Tout cela est compliqué pour moi qui ne viens pas du milieu du théâtre, et qui ai certains a priori de gens de la campagne sur les intellectuels, alors que finalement je suis un intellectuel, sans vraiment le vouloir ! Réaliser une création un peu "ovni "comme VORACES en revendiquant que c’est mon univers, avec toute la naïveté d’un garçon qui est loin d’avoir lu tous les livres sur la mise en scène et qui, justement pour ce projet, ne souhaitait pas le faire, c’est une grosse prise de risque.

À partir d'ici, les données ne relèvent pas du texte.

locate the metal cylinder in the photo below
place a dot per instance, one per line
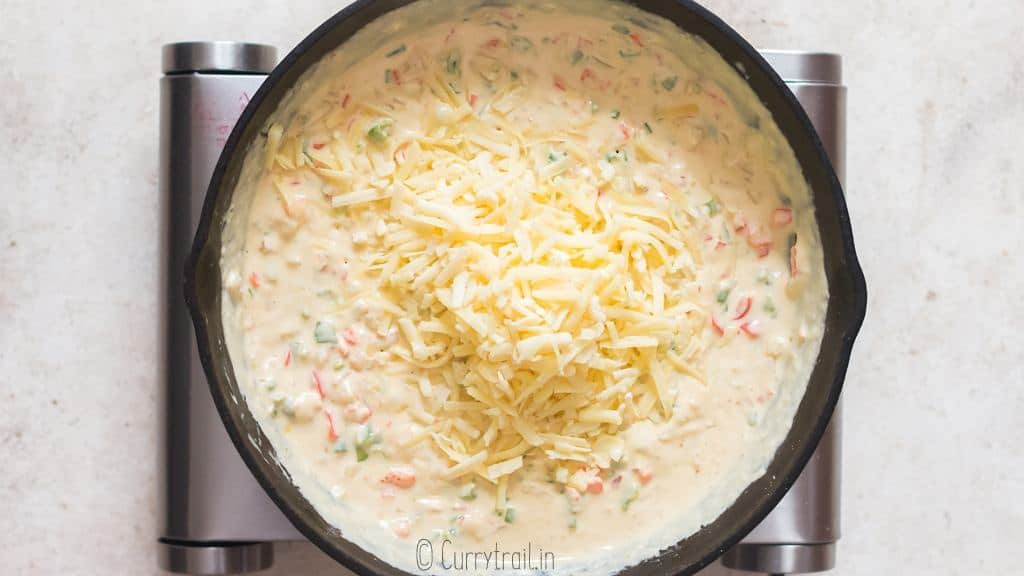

Avez-vous un nouveau projet maintenant ?

En tant que comédien, j’ai été retenu pour jouer seul en scène un spectacle sur les prisonniers de la Seconde Guerre Mondiale , mis en scène par Judith Depaule, qui se jouera en octobre 2018. C’est une création qui s'inspirera des graffitis réalisés sur les murs de la prison de Fresnes par les résistants pour laisser une trace avant leur exécution. Je vais jouer dix personnages différents, quatre par soir, aussi bien des hommes que des femmes. C’est un projet transmedia qui fait appel à différents supports créatifs : internet, la vidéo, l'interactivité.… Et en tant que metteur en scène, j’attends l’opportunité d’écrire un nouveau spectacle dont je ne vous dirai rien ! (rires). Je sais qui va le jouer mais je n’ai pas encore de texte, j’ai envie de réaliser des projets exclusifs, je n’ai pas envie de voler les mots d’un autre, je veux mes mots ou ceux des acteurs.